„Der plötzliche Anstieg der Spannungen zwischen der EU-Kommission und Gazprom beunruhigt die Staaten in Zentralasien, die von den Mineralölexporten in die EU stark abhängig sind“, erklärt Le Temps. In den Hauptstädten dieser ehemaligen Sowjetrepubliken vertritt man den Standpunkt, Moskau lieber nicht zu brüskieren, wenn es um so heikle Themen wie Kohlenwasserstoffe geht, damit die Stabilität für alle gesichert bleibt. Das ist besonders in der Hauptstadt Astana der Fall, denn „Kasachstan will seine Beteiligung an den drei großen Erdölkonzernen Chevron, Shell und Total vergrößern“. Die Genfer Tageszeitung schreibt:

Das autoritäre Regime des steinreichen Präsidenten Nursultan Nasarbajew befürchtet, dass die europäische Untersuchung über Gazprom indirekt dazu führen könnte, dass Brüssel demnächst ein Auge auf die Methoden der Energieunternehmen in Zentralasien wirft.

Auch will Astana, so Le Temps weiter, nicht auf die Diversifizierung seines Kundenkreises verzichten: „Kasachstan befürchtet, dass eine neue Energiekrise zwischen Moskau (seinem bedeutendsten Partner in Transport und Raffinierung) und Brüssel (seinem Hauptkunden) Peking zugute kommen könnte“, dem anderen großen Absatzmarkt des kasachischen Erdöls. Doch Astana will sich nicht an einen einzigen Kunden binden.
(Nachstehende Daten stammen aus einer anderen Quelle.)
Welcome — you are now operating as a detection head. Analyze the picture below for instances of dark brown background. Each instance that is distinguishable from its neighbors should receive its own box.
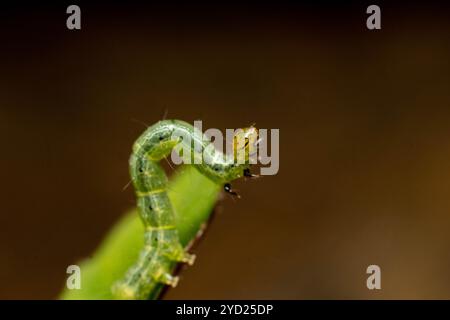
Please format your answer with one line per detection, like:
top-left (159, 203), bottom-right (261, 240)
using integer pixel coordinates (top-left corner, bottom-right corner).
top-left (0, 2), bottom-right (450, 299)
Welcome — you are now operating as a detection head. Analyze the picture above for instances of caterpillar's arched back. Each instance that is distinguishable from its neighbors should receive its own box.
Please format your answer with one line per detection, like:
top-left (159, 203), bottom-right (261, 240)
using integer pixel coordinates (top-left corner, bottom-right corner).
top-left (113, 120), bottom-right (257, 299)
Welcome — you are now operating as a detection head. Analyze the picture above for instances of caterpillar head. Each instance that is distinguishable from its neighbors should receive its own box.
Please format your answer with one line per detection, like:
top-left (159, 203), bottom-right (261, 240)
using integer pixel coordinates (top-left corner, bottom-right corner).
top-left (233, 126), bottom-right (258, 166)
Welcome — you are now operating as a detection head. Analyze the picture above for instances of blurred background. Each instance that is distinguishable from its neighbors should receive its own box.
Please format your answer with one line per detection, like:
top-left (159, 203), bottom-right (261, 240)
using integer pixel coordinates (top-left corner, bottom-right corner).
top-left (0, 2), bottom-right (450, 299)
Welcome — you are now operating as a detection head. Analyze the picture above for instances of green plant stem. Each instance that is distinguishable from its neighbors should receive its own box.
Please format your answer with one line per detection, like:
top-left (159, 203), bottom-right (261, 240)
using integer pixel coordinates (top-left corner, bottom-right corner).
top-left (60, 166), bottom-right (221, 300)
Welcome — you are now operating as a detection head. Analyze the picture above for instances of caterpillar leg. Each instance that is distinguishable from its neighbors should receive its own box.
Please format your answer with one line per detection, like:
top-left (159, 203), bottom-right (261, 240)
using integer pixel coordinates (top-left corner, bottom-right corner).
top-left (168, 245), bottom-right (195, 266)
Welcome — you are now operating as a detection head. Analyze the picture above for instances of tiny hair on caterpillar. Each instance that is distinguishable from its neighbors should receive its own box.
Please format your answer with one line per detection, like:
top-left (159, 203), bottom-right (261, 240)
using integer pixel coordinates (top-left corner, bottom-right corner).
top-left (112, 120), bottom-right (258, 300)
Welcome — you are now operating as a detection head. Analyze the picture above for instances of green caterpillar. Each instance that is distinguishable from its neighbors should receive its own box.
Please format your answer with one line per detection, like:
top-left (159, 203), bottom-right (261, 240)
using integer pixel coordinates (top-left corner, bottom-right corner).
top-left (112, 120), bottom-right (258, 299)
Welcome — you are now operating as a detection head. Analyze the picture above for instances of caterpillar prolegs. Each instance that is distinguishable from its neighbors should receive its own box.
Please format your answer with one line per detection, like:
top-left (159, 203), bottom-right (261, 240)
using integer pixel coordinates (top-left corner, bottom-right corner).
top-left (112, 120), bottom-right (257, 299)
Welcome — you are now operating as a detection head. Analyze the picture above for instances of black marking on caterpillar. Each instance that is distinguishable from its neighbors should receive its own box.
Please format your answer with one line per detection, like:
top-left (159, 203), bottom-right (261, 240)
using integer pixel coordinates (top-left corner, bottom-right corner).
top-left (112, 120), bottom-right (257, 299)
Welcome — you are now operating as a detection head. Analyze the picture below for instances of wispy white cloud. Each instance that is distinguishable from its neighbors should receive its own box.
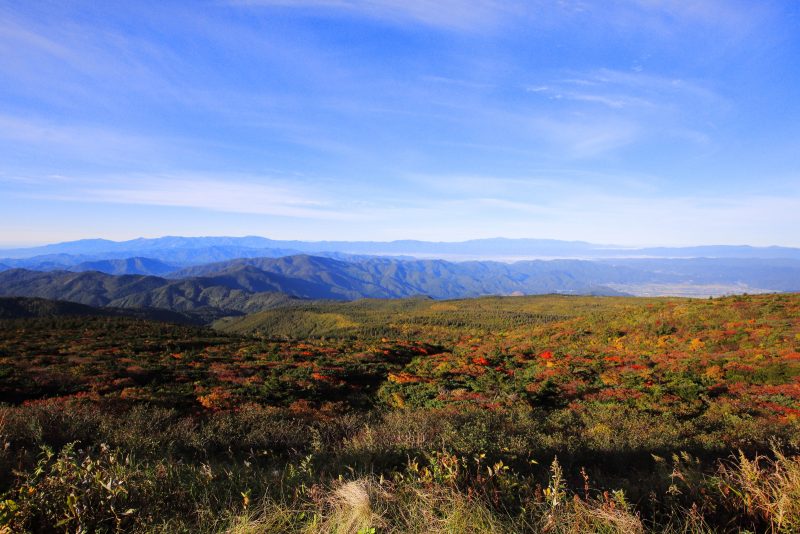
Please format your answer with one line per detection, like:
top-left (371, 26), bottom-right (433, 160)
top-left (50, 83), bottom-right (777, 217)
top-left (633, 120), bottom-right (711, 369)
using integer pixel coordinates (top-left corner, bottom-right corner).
top-left (230, 0), bottom-right (524, 30)
top-left (13, 173), bottom-right (353, 220)
top-left (67, 174), bottom-right (351, 220)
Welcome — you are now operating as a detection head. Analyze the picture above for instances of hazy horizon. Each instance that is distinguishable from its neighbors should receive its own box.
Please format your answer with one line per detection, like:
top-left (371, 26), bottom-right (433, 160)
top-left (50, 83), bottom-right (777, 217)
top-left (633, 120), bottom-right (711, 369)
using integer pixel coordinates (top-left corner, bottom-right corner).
top-left (0, 0), bottom-right (800, 248)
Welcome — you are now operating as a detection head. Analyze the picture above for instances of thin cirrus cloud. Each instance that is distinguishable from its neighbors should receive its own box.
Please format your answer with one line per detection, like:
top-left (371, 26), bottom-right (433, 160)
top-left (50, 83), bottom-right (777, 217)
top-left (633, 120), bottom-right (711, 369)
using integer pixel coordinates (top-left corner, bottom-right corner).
top-left (229, 0), bottom-right (524, 30)
top-left (45, 175), bottom-right (352, 220)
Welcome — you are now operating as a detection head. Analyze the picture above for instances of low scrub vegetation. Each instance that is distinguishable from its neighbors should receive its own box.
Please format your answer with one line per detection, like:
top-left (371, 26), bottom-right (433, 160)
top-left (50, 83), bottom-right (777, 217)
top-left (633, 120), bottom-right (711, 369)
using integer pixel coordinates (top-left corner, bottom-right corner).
top-left (0, 295), bottom-right (800, 534)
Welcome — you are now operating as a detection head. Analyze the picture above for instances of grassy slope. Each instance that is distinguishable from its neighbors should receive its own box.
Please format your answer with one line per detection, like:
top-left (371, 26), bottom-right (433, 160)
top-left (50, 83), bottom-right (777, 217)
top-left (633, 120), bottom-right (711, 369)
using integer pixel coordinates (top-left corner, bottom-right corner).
top-left (0, 295), bottom-right (800, 532)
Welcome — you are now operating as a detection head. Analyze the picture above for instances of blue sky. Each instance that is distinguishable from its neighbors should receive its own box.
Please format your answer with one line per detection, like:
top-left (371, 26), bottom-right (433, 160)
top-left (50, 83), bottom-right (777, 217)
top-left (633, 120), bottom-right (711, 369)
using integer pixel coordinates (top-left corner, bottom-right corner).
top-left (0, 0), bottom-right (800, 246)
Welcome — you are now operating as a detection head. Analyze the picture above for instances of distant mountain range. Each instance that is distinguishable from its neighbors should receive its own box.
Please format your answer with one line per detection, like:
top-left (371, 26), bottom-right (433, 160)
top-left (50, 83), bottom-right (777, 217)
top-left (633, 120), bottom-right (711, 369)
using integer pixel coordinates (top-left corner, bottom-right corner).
top-left (0, 237), bottom-right (800, 322)
top-left (0, 236), bottom-right (800, 274)
top-left (0, 255), bottom-right (800, 321)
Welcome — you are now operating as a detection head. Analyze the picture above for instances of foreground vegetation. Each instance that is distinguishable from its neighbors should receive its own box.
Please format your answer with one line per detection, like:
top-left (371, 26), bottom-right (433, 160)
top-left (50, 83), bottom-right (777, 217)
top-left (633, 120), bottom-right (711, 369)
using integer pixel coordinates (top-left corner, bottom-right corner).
top-left (0, 295), bottom-right (800, 533)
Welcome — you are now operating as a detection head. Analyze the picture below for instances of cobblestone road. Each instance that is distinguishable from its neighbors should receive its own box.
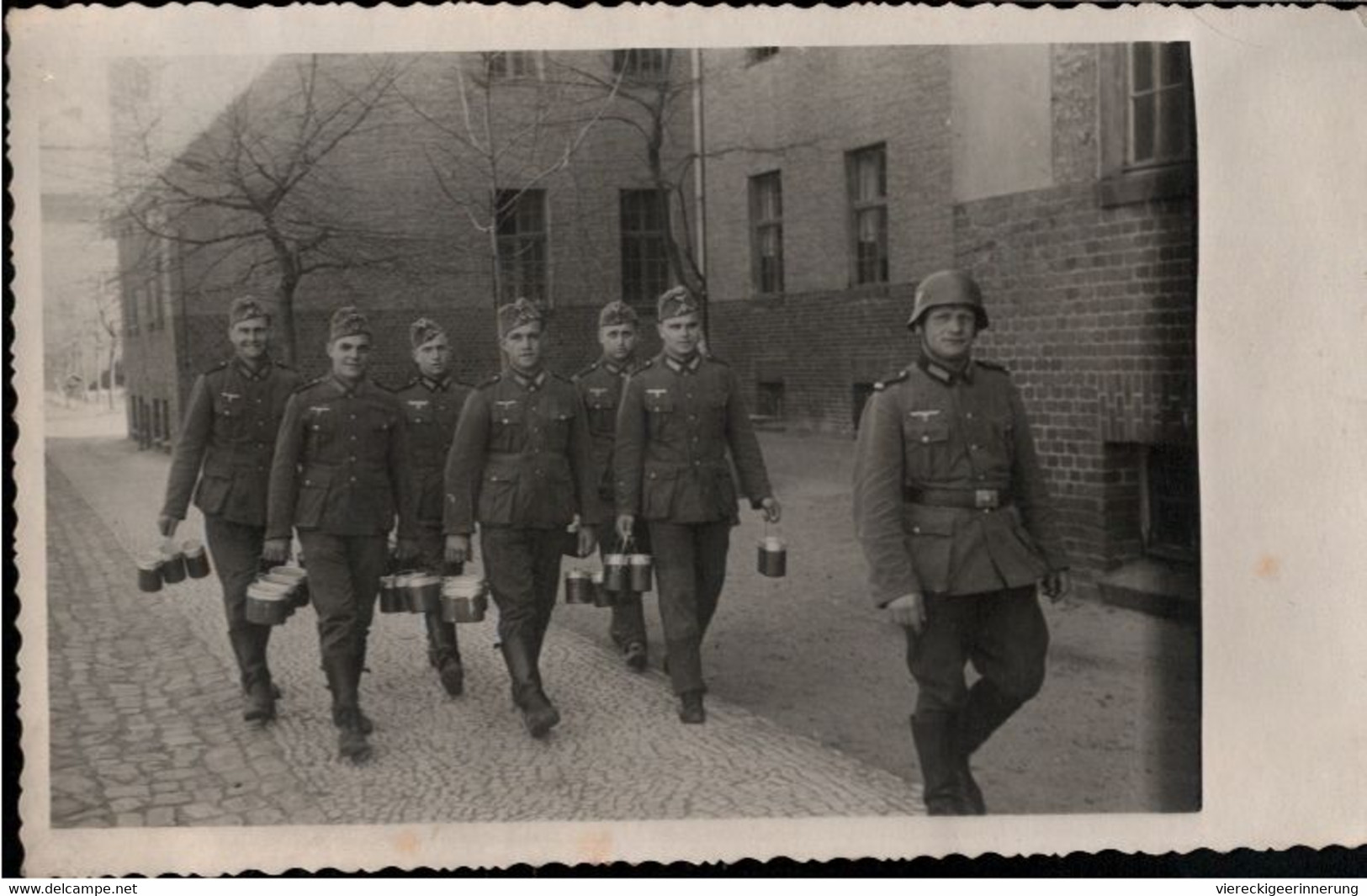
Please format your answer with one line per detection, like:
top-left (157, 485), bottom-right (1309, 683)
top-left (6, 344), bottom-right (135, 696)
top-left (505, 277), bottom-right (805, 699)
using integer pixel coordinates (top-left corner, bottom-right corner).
top-left (46, 437), bottom-right (920, 828)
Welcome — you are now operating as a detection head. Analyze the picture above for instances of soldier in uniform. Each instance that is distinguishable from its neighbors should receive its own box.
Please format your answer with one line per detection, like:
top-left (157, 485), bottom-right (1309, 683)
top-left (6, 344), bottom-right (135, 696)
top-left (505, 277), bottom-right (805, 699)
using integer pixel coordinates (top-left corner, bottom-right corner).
top-left (855, 271), bottom-right (1069, 815)
top-left (614, 286), bottom-right (781, 724)
top-left (157, 295), bottom-right (299, 723)
top-left (444, 298), bottom-right (601, 737)
top-left (395, 317), bottom-right (470, 697)
top-left (575, 302), bottom-right (651, 671)
top-left (264, 306), bottom-right (417, 762)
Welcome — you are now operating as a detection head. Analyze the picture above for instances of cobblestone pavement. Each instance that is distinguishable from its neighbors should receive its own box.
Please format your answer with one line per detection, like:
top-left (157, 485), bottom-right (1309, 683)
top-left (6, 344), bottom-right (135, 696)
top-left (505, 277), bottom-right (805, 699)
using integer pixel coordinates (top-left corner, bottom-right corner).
top-left (46, 430), bottom-right (920, 828)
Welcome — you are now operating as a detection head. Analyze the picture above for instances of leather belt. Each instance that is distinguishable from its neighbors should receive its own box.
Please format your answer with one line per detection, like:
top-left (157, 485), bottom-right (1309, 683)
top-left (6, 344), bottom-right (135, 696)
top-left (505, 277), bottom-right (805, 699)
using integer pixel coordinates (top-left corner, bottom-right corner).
top-left (903, 485), bottom-right (1012, 510)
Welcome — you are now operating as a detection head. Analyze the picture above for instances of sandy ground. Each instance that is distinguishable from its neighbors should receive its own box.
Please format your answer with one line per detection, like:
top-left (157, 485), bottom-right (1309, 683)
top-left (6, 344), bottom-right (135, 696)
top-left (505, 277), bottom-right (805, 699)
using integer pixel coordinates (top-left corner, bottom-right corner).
top-left (556, 433), bottom-right (1200, 813)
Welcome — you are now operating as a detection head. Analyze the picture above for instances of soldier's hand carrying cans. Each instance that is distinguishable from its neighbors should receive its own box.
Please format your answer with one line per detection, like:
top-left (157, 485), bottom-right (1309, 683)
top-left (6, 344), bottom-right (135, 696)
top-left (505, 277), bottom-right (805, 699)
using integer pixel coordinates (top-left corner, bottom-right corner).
top-left (261, 538), bottom-right (290, 564)
top-left (887, 594), bottom-right (925, 634)
top-left (446, 535), bottom-right (470, 564)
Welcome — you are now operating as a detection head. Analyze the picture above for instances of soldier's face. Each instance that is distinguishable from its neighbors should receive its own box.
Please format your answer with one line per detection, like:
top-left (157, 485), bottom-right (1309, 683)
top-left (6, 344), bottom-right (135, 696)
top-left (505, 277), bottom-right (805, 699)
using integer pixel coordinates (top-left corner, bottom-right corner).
top-left (328, 334), bottom-right (370, 382)
top-left (654, 313), bottom-right (702, 358)
top-left (921, 305), bottom-right (978, 364)
top-left (413, 337), bottom-right (451, 379)
top-left (599, 324), bottom-right (636, 364)
top-left (228, 317), bottom-right (271, 364)
top-left (501, 320), bottom-right (542, 374)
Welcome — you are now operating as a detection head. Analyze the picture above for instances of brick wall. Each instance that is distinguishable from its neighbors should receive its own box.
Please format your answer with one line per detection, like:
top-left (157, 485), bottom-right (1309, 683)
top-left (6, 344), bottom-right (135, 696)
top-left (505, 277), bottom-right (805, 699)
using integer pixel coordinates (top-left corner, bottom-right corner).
top-left (956, 185), bottom-right (1196, 569)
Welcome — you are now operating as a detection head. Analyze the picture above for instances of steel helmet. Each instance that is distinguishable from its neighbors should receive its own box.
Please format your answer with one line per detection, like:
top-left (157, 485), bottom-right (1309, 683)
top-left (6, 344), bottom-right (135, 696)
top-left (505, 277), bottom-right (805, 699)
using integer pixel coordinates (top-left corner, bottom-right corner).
top-left (906, 268), bottom-right (987, 330)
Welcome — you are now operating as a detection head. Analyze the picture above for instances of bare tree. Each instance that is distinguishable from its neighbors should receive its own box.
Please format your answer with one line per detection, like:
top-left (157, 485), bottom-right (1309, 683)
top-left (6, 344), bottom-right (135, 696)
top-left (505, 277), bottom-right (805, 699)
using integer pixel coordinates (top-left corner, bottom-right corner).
top-left (555, 50), bottom-right (826, 327)
top-left (405, 52), bottom-right (617, 328)
top-left (120, 56), bottom-right (411, 360)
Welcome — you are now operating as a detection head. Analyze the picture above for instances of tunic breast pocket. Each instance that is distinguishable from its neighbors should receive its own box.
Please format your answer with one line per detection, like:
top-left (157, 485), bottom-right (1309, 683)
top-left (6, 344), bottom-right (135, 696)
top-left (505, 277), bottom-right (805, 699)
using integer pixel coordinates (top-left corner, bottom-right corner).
top-left (903, 419), bottom-right (949, 483)
top-left (542, 405), bottom-right (575, 453)
top-left (645, 390), bottom-right (678, 437)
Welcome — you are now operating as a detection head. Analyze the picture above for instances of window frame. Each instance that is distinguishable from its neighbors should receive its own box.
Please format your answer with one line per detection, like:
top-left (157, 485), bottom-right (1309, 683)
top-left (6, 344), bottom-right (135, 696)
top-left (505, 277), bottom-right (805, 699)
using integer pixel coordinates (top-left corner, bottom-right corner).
top-left (1098, 41), bottom-right (1196, 207)
top-left (494, 188), bottom-right (553, 308)
top-left (750, 168), bottom-right (786, 295)
top-left (617, 188), bottom-right (674, 309)
top-left (845, 142), bottom-right (893, 286)
top-left (1139, 443), bottom-right (1200, 562)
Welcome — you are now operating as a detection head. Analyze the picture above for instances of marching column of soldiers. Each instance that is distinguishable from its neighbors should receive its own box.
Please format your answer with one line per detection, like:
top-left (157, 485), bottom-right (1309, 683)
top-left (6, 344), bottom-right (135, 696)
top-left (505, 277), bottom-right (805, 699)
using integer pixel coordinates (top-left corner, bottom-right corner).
top-left (157, 271), bottom-right (1069, 815)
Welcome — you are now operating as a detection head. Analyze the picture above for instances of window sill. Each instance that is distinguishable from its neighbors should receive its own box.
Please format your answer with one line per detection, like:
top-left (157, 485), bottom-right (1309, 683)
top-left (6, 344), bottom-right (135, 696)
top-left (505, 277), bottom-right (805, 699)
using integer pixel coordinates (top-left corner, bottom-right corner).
top-left (1098, 162), bottom-right (1196, 208)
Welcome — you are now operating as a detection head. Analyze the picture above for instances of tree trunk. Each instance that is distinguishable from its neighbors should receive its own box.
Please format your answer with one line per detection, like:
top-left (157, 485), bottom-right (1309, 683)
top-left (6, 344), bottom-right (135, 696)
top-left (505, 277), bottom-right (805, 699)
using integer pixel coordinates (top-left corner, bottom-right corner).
top-left (109, 337), bottom-right (119, 411)
top-left (275, 273), bottom-right (299, 367)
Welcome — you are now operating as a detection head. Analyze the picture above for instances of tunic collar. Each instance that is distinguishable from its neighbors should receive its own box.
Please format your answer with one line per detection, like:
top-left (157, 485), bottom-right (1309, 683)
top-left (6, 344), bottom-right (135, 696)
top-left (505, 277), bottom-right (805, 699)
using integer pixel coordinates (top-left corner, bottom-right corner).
top-left (665, 352), bottom-right (702, 374)
top-left (328, 374), bottom-right (369, 398)
top-left (512, 368), bottom-right (545, 393)
top-left (916, 352), bottom-right (973, 386)
top-left (603, 357), bottom-right (637, 376)
top-left (232, 354), bottom-right (275, 383)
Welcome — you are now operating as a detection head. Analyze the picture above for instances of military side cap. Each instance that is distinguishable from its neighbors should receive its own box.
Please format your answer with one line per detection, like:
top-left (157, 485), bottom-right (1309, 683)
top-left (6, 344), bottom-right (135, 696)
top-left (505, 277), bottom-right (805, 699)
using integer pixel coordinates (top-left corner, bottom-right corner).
top-left (599, 302), bottom-right (637, 330)
top-left (328, 305), bottom-right (370, 342)
top-left (409, 317), bottom-right (446, 349)
top-left (228, 295), bottom-right (271, 327)
top-left (654, 286), bottom-right (702, 323)
top-left (499, 298), bottom-right (543, 339)
top-left (906, 268), bottom-right (987, 330)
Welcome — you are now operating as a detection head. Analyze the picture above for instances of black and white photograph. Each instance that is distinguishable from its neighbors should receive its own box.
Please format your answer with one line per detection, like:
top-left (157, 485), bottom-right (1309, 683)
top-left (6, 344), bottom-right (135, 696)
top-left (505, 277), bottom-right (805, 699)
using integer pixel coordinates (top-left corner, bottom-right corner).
top-left (13, 3), bottom-right (1367, 874)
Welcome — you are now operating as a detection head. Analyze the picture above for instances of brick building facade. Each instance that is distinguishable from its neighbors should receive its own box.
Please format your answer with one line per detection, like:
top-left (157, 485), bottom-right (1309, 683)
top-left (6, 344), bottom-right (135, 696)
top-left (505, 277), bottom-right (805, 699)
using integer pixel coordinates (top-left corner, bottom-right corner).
top-left (120, 44), bottom-right (1199, 594)
top-left (706, 44), bottom-right (1199, 599)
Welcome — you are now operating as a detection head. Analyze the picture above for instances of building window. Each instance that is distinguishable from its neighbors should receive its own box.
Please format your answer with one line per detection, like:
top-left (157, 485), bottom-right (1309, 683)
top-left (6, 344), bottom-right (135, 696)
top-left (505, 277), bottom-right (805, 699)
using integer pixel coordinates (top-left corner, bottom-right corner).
top-left (755, 380), bottom-right (783, 420)
top-left (485, 50), bottom-right (538, 79)
top-left (750, 171), bottom-right (783, 294)
top-left (846, 144), bottom-right (887, 284)
top-left (621, 190), bottom-right (670, 308)
top-left (496, 190), bottom-right (549, 304)
top-left (1140, 444), bottom-right (1200, 559)
top-left (1100, 42), bottom-right (1196, 205)
top-left (612, 50), bottom-right (670, 78)
top-left (1126, 44), bottom-right (1192, 166)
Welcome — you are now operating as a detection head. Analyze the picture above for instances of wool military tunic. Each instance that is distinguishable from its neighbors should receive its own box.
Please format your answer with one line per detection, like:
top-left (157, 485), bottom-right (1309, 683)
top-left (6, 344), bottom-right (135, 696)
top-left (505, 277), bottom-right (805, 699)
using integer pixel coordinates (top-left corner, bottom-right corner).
top-left (162, 358), bottom-right (299, 527)
top-left (575, 358), bottom-right (638, 522)
top-left (444, 371), bottom-right (601, 535)
top-left (614, 354), bottom-right (772, 524)
top-left (394, 376), bottom-right (470, 525)
top-left (267, 376), bottom-right (417, 539)
top-left (855, 357), bottom-right (1068, 606)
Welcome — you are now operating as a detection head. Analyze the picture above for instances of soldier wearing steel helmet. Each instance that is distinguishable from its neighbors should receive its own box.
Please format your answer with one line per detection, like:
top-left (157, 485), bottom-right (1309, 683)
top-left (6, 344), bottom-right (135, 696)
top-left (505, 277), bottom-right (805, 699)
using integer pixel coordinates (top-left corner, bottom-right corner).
top-left (855, 271), bottom-right (1069, 815)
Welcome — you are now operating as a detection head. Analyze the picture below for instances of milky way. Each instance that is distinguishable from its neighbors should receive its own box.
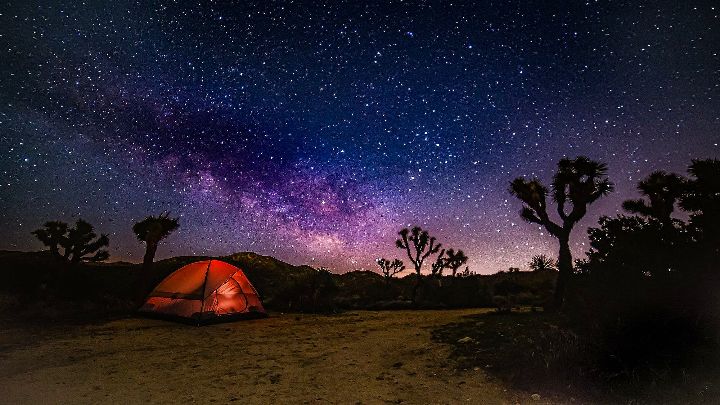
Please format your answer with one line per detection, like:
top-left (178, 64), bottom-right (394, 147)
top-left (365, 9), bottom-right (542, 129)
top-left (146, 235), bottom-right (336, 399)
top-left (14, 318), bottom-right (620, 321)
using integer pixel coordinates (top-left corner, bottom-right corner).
top-left (0, 1), bottom-right (720, 273)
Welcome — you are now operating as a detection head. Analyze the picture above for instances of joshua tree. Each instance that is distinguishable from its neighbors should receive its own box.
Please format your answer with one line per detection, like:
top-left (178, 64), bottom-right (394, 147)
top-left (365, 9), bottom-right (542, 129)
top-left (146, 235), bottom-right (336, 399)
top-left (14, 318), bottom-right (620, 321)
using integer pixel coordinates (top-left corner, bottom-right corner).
top-left (395, 226), bottom-right (441, 303)
top-left (32, 219), bottom-right (110, 266)
top-left (680, 159), bottom-right (720, 258)
top-left (510, 156), bottom-right (613, 307)
top-left (445, 249), bottom-right (468, 277)
top-left (623, 170), bottom-right (685, 225)
top-left (133, 212), bottom-right (180, 273)
top-left (375, 258), bottom-right (405, 283)
top-left (530, 255), bottom-right (555, 271)
top-left (430, 249), bottom-right (448, 277)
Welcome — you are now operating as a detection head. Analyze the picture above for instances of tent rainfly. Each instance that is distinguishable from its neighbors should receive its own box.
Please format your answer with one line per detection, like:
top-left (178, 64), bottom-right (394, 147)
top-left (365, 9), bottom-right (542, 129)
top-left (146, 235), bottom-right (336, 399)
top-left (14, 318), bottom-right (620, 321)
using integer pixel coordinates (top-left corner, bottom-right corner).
top-left (140, 260), bottom-right (267, 324)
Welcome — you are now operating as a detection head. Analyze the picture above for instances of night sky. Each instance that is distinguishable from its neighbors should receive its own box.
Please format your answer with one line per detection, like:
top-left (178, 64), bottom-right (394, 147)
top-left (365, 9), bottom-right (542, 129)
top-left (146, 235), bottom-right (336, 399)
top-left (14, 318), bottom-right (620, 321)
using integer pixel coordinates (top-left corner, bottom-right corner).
top-left (0, 1), bottom-right (720, 273)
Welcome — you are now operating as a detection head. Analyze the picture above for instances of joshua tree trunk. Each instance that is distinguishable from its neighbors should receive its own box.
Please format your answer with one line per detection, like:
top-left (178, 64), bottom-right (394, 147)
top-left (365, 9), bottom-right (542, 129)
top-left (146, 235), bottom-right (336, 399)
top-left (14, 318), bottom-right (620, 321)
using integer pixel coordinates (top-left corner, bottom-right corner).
top-left (135, 241), bottom-right (158, 303)
top-left (554, 235), bottom-right (572, 308)
top-left (410, 274), bottom-right (422, 306)
top-left (143, 241), bottom-right (158, 273)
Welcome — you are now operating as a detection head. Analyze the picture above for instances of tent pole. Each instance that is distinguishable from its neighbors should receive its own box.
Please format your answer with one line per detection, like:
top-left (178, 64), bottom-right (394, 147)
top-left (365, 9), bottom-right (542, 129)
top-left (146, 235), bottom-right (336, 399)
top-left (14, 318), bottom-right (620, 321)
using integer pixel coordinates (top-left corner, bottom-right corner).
top-left (200, 260), bottom-right (212, 314)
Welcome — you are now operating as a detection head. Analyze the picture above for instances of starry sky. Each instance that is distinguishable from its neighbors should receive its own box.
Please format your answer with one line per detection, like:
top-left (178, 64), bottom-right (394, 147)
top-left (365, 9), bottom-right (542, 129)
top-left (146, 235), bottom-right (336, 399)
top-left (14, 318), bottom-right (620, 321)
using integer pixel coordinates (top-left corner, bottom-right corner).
top-left (0, 0), bottom-right (720, 273)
Was Europa betrifft, so warnt ein ehemaliger Experte der Kommission in den Spalten von Le Temps:

Die echte Herausforderung für die 27 bleibt in Energiefragen eine langfristige gemeinsame Strategie sowie die Absicherung, dass die europäischen Erdölgiganten, in Zentralasien oder anderswo, nicht gegen die Interessen der 500 Millionen Öl- und Gasverbraucher in der EU handeln.